The cinematography for this movie is beautiful, and the storyline is an original twist on some old ideas. Overall, I would recommend it as worth watching!

Dean Koontz’s Innocence

Cover of bookInnocence is Koontz’s most recent book, and I picked it up in the library not too long ago. I will be honest and say that I passed it by several times because the description on the jacket really doesn’t do it justice. However, after finally picking it up I was rewarded with one of those rare experiences of having a book that I just didn’t want to put down, that I thought about during the day, and which I looked forward to being able to sit back down with again at the end of the day.

Addison Goodheart is a monster with a heart of gold. When people see him, they seem to find him so repulsive that they try to kill him. His own mother was not able to stomach him for longer than 8 years, and so he has lived most of his life deep under the ground in New York City, where he was fortunate to be found and rescued by another like himself. One night the beauty to this beast enters his life, but she, too, has some problems – a social phobia so strong that she has lived her life basically as a recluse. Together, these two take on a great evil, and the ending – well, it is a most interesting take on “happily ever after”.

Addison’s character is of a type that Koontz has been experimenting with for awhile. There are similarities between Odd Thomas (from the series of the same name), Christopher Snow (Fear Nothing), and Deucalion (from the Frankenstein series). All of these individuals have the characteristics of victims and those destined to be permanently outcast from society: they see ghosts, they are somehow monstrous, or they have a rare disease. However, they are all also fearless in their pursuit of justice for the innocent; they fight to protect those who are weaker than society. In short, these characters consistently display qualities of empathy.

Koontz’s writing in Innocence hooked me from the beginning:

Having escaped one fire, I expected another. I didn’t view with fright the flames to come. Fire was but light and heat. Throughout our lives, each of us needs warmth and seeks light. I couldn’t dread what I needed and sought. For me, being set afire was merely the expectation of an inevitable conclusion. This fair world, compounded of uncountable beauties and enchantments and graces, inspired in me one abiding fear, which was that I might live in it too long.

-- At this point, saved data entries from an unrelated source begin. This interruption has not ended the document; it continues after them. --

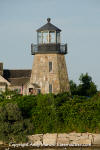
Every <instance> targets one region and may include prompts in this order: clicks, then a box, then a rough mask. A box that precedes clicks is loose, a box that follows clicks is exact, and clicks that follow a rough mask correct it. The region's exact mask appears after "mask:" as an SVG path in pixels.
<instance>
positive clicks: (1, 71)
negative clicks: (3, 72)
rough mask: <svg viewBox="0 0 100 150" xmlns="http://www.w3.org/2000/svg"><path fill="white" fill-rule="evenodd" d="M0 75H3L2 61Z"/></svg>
mask: <svg viewBox="0 0 100 150" xmlns="http://www.w3.org/2000/svg"><path fill="white" fill-rule="evenodd" d="M0 75H1V76H3V63H2V62H0Z"/></svg>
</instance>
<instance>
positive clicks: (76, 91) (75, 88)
mask: <svg viewBox="0 0 100 150" xmlns="http://www.w3.org/2000/svg"><path fill="white" fill-rule="evenodd" d="M69 84H70V90H71V94H72V95H77V94H78V93H77V92H78V91H77V84H76V83H75V82H74V81H73V80H70V81H69Z"/></svg>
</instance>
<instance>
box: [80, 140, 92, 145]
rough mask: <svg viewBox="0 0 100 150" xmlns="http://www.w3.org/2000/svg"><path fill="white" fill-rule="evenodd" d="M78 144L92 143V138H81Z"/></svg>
mask: <svg viewBox="0 0 100 150" xmlns="http://www.w3.org/2000/svg"><path fill="white" fill-rule="evenodd" d="M78 144H84V145H91V140H90V139H80V140H79V141H78Z"/></svg>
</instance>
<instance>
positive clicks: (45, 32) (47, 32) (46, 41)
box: [42, 32, 49, 43]
mask: <svg viewBox="0 0 100 150" xmlns="http://www.w3.org/2000/svg"><path fill="white" fill-rule="evenodd" d="M42 38H43V43H48V42H49V36H48V32H43V37H42Z"/></svg>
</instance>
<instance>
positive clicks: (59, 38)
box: [57, 32, 60, 43]
mask: <svg viewBox="0 0 100 150" xmlns="http://www.w3.org/2000/svg"><path fill="white" fill-rule="evenodd" d="M57 43H60V32H57Z"/></svg>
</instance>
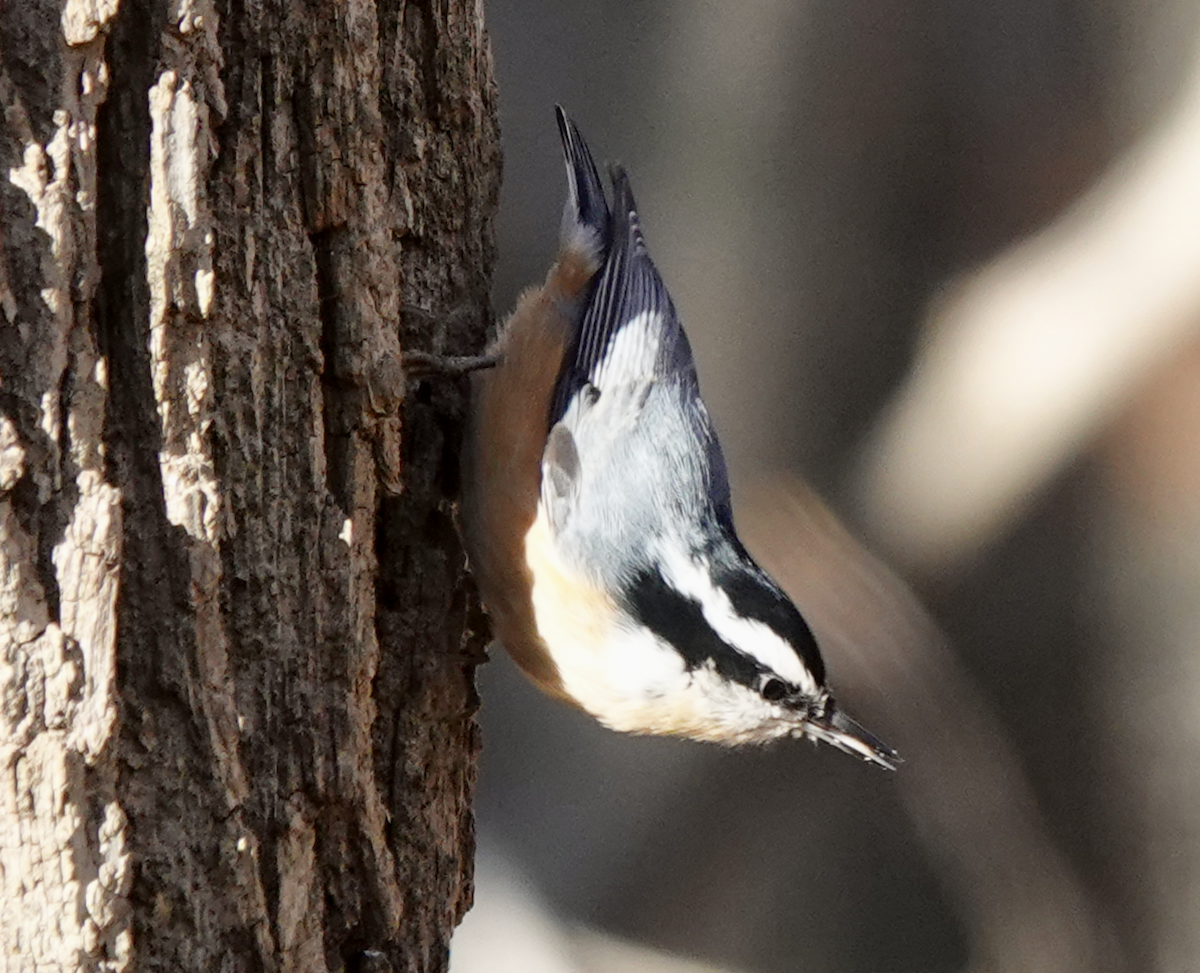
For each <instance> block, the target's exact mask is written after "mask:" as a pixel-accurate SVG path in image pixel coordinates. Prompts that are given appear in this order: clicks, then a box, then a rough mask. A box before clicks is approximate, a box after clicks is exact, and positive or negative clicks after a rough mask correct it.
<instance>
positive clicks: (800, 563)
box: [738, 479, 1120, 973]
mask: <svg viewBox="0 0 1200 973" xmlns="http://www.w3.org/2000/svg"><path fill="white" fill-rule="evenodd" d="M743 500H744V503H743V504H742V506H740V507H739V517H738V527H739V531H740V534H742V536H743V539H744V540H745V541H746V545H748V546H749V547H750V549H751V551H754V553H755V555H756V557H757V558H758V559H760V561H761V564H762V565H763V567H766V569H767V570H768V571H769V572H770V573H772V575H774V576H775V578H776V579H778V581H779V582H780V584H782V585H784V588H785V589H786V590H787V591H788V593H790V594H791V595H792V596H793V597H794V599H796V601H797V603H798V605H799V606H800V607H802V609H803V611H804V613H805V617H806V618H808V619H809V623H810V624H811V625H812V629H814V632H815V635H816V636H817V639H818V642H820V643H821V645H822V648H823V650H824V653H826V659H827V661H828V662H829V666H830V669H832V672H833V678H834V687H835V690H836V691H838V695H839V698H842V697H846V698H847V699H848V701H850V709H851V711H853V713H856V714H862V719H863V720H864V722H866V723H868V725H869V726H870V727H871V728H872V729H875V728H877V729H878V732H880V733H881V734H882V737H883V739H884V740H887V741H888V743H889V744H892V745H894V746H896V747H898V749H899V750H900V752H901V755H902V756H904V757H905V759H906V763H905V764H904V765H902V767H901V768H900V770H899V771H898V773H899V776H898V785H899V789H900V794H901V798H902V800H904V803H905V806H906V809H907V812H908V815H910V817H911V818H912V822H913V824H914V827H916V829H917V831H918V833H919V834H920V835H922V837H923V840H924V841H925V845H926V847H928V851H929V854H930V858H931V860H932V861H934V863H935V866H936V867H937V869H938V871H940V875H941V877H942V879H943V882H944V883H946V885H947V888H948V889H949V891H950V893H952V899H953V902H954V903H955V906H956V907H958V909H959V912H960V913H961V917H962V919H964V921H965V925H966V927H967V930H968V935H970V937H971V943H972V955H973V957H974V959H976V966H977V968H988V969H990V971H1000V972H1001V973H1085V971H1102V969H1115V968H1120V965H1118V963H1117V962H1116V961H1114V959H1112V957H1114V951H1112V936H1111V935H1110V933H1109V931H1108V930H1106V929H1105V926H1104V925H1103V924H1102V921H1100V920H1099V918H1098V917H1097V915H1096V914H1094V912H1093V908H1092V903H1091V902H1090V901H1088V897H1087V895H1086V893H1085V890H1084V888H1082V887H1081V884H1080V882H1079V881H1078V878H1076V877H1075V876H1074V875H1073V872H1072V869H1070V866H1069V865H1068V863H1067V861H1066V860H1064V859H1063V857H1062V854H1060V852H1058V851H1057V848H1055V846H1054V845H1052V842H1051V841H1050V839H1049V836H1048V835H1046V833H1045V828H1044V825H1043V822H1042V816H1040V812H1039V810H1038V806H1037V801H1036V799H1034V797H1033V794H1032V791H1031V788H1030V785H1028V782H1027V781H1026V779H1025V775H1024V773H1022V769H1021V767H1020V763H1019V761H1018V758H1016V755H1015V753H1014V752H1013V750H1012V747H1010V746H1009V744H1008V741H1007V740H1006V738H1004V734H1003V731H1002V728H1001V727H1000V725H998V722H997V720H996V719H995V716H994V715H992V714H991V713H990V711H989V708H988V705H986V703H985V702H984V699H983V698H982V697H980V695H979V693H978V691H977V690H976V687H974V686H973V684H972V681H971V679H970V677H968V675H967V673H966V672H965V671H964V669H962V667H961V666H960V665H959V663H958V661H956V659H955V656H954V655H953V653H952V651H949V647H948V644H947V642H946V638H944V636H943V635H942V633H941V632H940V631H938V629H937V626H936V625H935V624H934V621H932V620H931V619H930V618H929V615H928V614H926V613H925V611H924V609H923V608H922V607H920V605H919V603H918V602H917V600H916V597H914V596H913V595H912V593H911V591H910V590H908V588H907V587H906V585H905V584H904V582H901V581H900V579H899V578H896V577H895V576H894V575H893V573H892V572H890V571H889V570H888V569H887V567H886V566H884V565H883V564H882V563H881V561H878V560H877V559H876V558H875V557H872V555H871V554H870V553H869V552H868V551H866V549H865V548H864V547H863V546H862V545H860V543H858V541H856V540H854V539H853V537H852V536H851V535H850V534H848V533H847V531H846V529H845V528H844V527H842V525H841V524H840V523H839V522H838V519H836V518H835V517H834V516H833V513H830V512H829V511H828V510H827V509H826V507H824V506H823V504H822V503H821V501H820V499H818V498H817V497H816V495H815V494H814V493H812V492H811V491H810V489H809V488H808V487H806V486H804V485H803V484H800V482H799V481H794V480H784V479H780V480H778V481H775V482H774V484H769V485H766V486H760V487H757V488H750V489H744V491H743Z"/></svg>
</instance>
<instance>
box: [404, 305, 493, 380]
mask: <svg viewBox="0 0 1200 973" xmlns="http://www.w3.org/2000/svg"><path fill="white" fill-rule="evenodd" d="M401 313H402V314H403V316H404V318H406V319H408V320H409V322H414V323H416V324H418V325H419V326H420V328H419V330H421V331H424V332H426V334H427V335H428V334H430V332H444V331H446V330H448V329H446V326H445V325H446V322H445V320H440V322H439V320H438V319H437V318H436V316H434V314H432V313H431V312H428V311H426V310H425V308H424V307H416V306H414V305H404V306H403V307H402V308H401ZM473 313H474V312H473V311H472V310H468V308H461V310H460V311H458V312H455V311H451V312H449V316H448V317H449V319H450V323H454V320H455V319H457V318H460V317H463V316H464V314H473ZM438 324H440V325H442V326H440V328H437V326H434V325H438ZM449 330H457V329H454V328H451V329H449ZM403 362H404V373H406V374H407V376H408V377H409V378H413V379H418V380H420V379H425V378H450V379H454V378H462V377H463V376H466V374H469V373H470V372H478V371H479V370H481V368H492V367H494V366H496V365H497V364H498V362H499V355H496V354H492V355H438V354H434V353H432V352H409V350H406V352H403Z"/></svg>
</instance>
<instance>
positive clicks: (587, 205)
mask: <svg viewBox="0 0 1200 973" xmlns="http://www.w3.org/2000/svg"><path fill="white" fill-rule="evenodd" d="M554 113H556V114H557V116H558V133H559V136H560V137H562V139H563V161H564V162H565V163H566V186H568V193H566V204H565V205H564V206H563V228H562V236H560V246H562V248H563V250H564V251H568V252H571V251H574V252H577V253H580V254H581V256H583V257H586V258H587V260H588V263H594V264H595V265H596V266H599V265H600V263H602V260H604V253H605V251H606V250H607V246H608V224H610V215H608V200H607V199H606V198H605V193H604V186H602V185H601V184H600V173H599V172H598V170H596V163H595V160H593V158H592V152H590V150H589V149H588V144H587V142H586V140H584V139H583V136H582V134H580V130H578V128H576V126H575V122H574V121H571V120H570V118H568V115H566V112H564V110H563V107H562V106H560V104H557V106H554Z"/></svg>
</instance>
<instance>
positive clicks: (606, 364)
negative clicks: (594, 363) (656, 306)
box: [588, 311, 662, 391]
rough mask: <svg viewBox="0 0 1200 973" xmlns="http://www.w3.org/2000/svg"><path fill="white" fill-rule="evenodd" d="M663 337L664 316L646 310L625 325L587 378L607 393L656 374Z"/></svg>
mask: <svg viewBox="0 0 1200 973" xmlns="http://www.w3.org/2000/svg"><path fill="white" fill-rule="evenodd" d="M661 334H662V314H660V313H659V312H656V311H643V312H642V313H641V314H637V316H636V317H634V318H631V319H630V320H629V322H628V323H625V324H623V325H622V326H620V329H619V330H618V331H617V334H616V335H613V337H612V340H611V341H610V342H608V347H607V349H606V350H605V354H604V358H601V359H600V361H599V362H598V364H596V367H595V368H593V370H592V374H590V376H588V378H589V379H590V380H592V384H593V385H595V386H596V388H598V389H600V391H606V390H607V389H610V388H611V386H612V385H619V384H624V383H629V382H636V380H638V379H644V378H647V377H649V376H652V374H654V366H655V362H656V361H658V358H659V346H660V337H661Z"/></svg>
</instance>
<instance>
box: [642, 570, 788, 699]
mask: <svg viewBox="0 0 1200 973" xmlns="http://www.w3.org/2000/svg"><path fill="white" fill-rule="evenodd" d="M626 603H628V606H629V609H630V613H631V614H632V615H634V617H635V618H636V619H637V620H638V621H641V623H642V624H643V625H646V627H647V629H649V630H650V631H652V632H654V633H655V635H656V636H659V638H661V639H664V641H665V642H667V643H670V644H671V645H673V647H674V649H676V651H678V653H679V655H680V656H682V657H683V660H684V665H685V666H686V667H688V669H689V671H690V669H697V668H700V667H701V666H703V665H706V663H708V662H712V663H713V666H715V668H716V672H718V673H719V674H720V675H722V677H725V678H726V679H728V680H731V681H733V683H739V684H740V685H744V686H749V687H751V689H754V687H756V686H757V685H758V681H760V680H761V678H762V674H763V673H764V672H767V668H766V667H764V666H763V665H762V663H760V662H757V661H756V660H754V659H751V657H750V656H748V655H745V654H744V653H742V651H738V649H736V648H734V647H733V645H731V644H730V643H728V642H726V641H725V639H724V638H721V637H720V636H719V635H718V633H716V632H715V631H713V627H712V625H709V624H708V621H707V620H706V619H704V611H703V608H702V607H701V605H700V602H698V601H696V600H695V599H691V597H688V596H686V595H684V594H680V593H679V591H677V590H676V589H674V588H672V587H671V585H670V584H667V582H666V581H665V579H664V578H662V576H661V575H660V573H659V572H658V571H643V572H642V573H641V575H638V576H637V577H636V578H634V581H632V583H631V584H630V587H629V589H628V595H626Z"/></svg>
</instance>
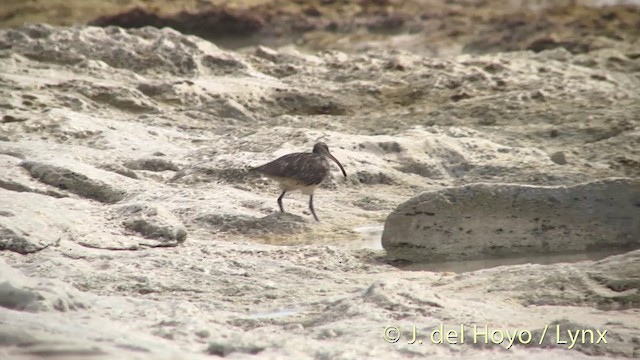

There is a graceful contrast in this book between the brutalities and beauties of life. That the grotesque can somehow become beautiful is the theme that we all remember from the fairy tale “Beauty and the Beast”. But in Koontz’s hands, this tale is both modernized and inverted. Both of these characters are beasts, but they are also beautiful. There is a reverence of life that plays throughout this story, a deep sensation of what has been taken from us all by society:

Disobedience brought time into the world, so that lives could thereafter be measured to an end. Then Cain murdered Abel, and there was yet another new thing in the world, the power to control others by threat and menace, the power to cut short their stories and rule by fear, whereupon death that was a grace and a welcoming into life without tears became no longer sacred in itself, but became the blunt weapon of crude men.

The way of peace and empathy is rewarded in this book, just as it is in many of Koontz’s other works, including those of Odd Thomas; however, it is a reward that is bittersweet. There is something about these characters that Koontz writes, though, that always makes me want to be that better person, that outsider who conquers the sense of inadequacy thrust by society upon those that don’t quite fit. These characters show that the struggle does not have to be futile, and that there is a path – no matter how narrow – for the outsider who lives the better life. I really liked this book and am looking forward to more dark stories like these from Koontz with these types of redeeming characters.